Unknown FBW aircraft type, Byzantine failures in Flight Control System (FCS), n.d.

n.d.

Synopsis In their paper Byzantine Fault Tolerance, from Theory to Reality, which appeared in the volume in S. Anderson, M. Felici and B. Littlewood, eds, Computer Safety, Reliability, and Security, 22nd International Conference, SAFECOMP 2003, Edinburgh, UK, September 23-26, 2003, Lecture Notes in Computer Science volume 2788, Springer-Verlag, 2003., Kevin Driscoll, Brendan Hall, Hakan Sivencrona, and Phil Zumsteg recount a series of incidents to the digital control system of a major Fly-By-Wire commercial aircraft type, which almost led to the type being grounded. Driscoll et al. describe the incidents thus:

This aircraft had a massively redundant system (theoretically, enough redundancy to tolerate at least two Byzantine faults). but, no amount of redundancy can succeed in the event of a Byzantine fault unless the system has been designed specifically to tolerate these faults. In this case, each Byzantine fault occurrence caused the simultaneous failure of two or three "independent" units. The calculated probability of two or three simultaneous random hardware failures in the reporting period was 5 x 10**(-13) and 6 x 10**(-23) respectively. After several of these incidents, it was clear that these were not multiple random failures, but a systematic problem. The fleet was just a few days away from being grounded, when a fix was identified that could be implemented fast enough to prevent idling a large number of expensive aircraft.

Byzantine faults are faults in which agents (sensors, computers) in a distributed system "lie" to their interlocutors: they do not fail silently but distribute erroneous data, or data which is read differently by different receivers. The name arose from a whimsical analogy by Lamport, Shostak and Pease to a group of Byzantine generals trying to reach agreement in a situation in which no one trusts anyone else to speak the truth. The classic papers from twenty years ago are [Refs], and I understand arose from SRI International's involvement in trying formally to verify the operating system of the first digital flight control computer, SIFT.

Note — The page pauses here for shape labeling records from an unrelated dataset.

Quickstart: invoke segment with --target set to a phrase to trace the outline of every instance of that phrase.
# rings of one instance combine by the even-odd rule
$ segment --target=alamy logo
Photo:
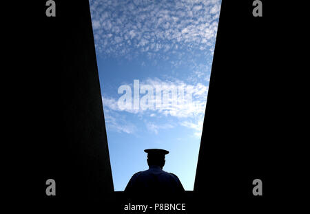
[[[180,105],[190,105],[192,102],[192,85],[141,85],[134,80],[134,92],[129,85],[118,87],[118,93],[121,110],[169,109]],[[140,95],[143,95],[140,97]]]
[[[253,16],[254,17],[262,17],[262,3],[261,1],[255,0],[253,1],[253,4],[255,8],[253,9]]]
[[[252,182],[253,185],[256,185],[253,188],[253,195],[262,195],[262,182],[260,179],[254,179]]]
[[[46,187],[45,193],[46,195],[56,195],[56,182],[54,179],[48,179],[45,182],[46,185],[48,185]]]
[[[55,1],[52,0],[48,0],[46,1],[45,6],[48,8],[45,10],[46,17],[56,17],[56,3]]]

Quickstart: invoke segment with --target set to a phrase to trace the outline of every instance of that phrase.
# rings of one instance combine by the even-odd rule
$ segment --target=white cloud
[[[154,133],[155,134],[158,133],[159,129],[172,129],[174,127],[171,124],[156,125],[153,122],[147,122],[146,127],[149,131],[150,131],[151,133]]]
[[[134,52],[189,52],[214,45],[220,0],[135,1],[90,1],[96,47],[103,55],[132,57]]]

Dealing with Byzantine faults became an extremely active area of distributed computing theory, but practitioners did not take them so seriously at first, perhaps partially due to the very high resource consumption of the solutions: Lamport, Shostak and Pease showed that any correct algorithm to achieve consensus required a large number of processors (roughly speaking, at least 3n+1, where n is the number of "liars") and a lot of processor cycles. It follows that solutions judged to be practical are unlikely to be complete solutions, and therefore one must analyse the actual problem space more closely to find out where one can most profitably handle possible problems, and which areas one can ignore.

I wrote an essay, Flight Control System Software Anomalies, which discussed this incident in more detail, in the Risks Digest, Volume 24 Number 3, 7 September 2005.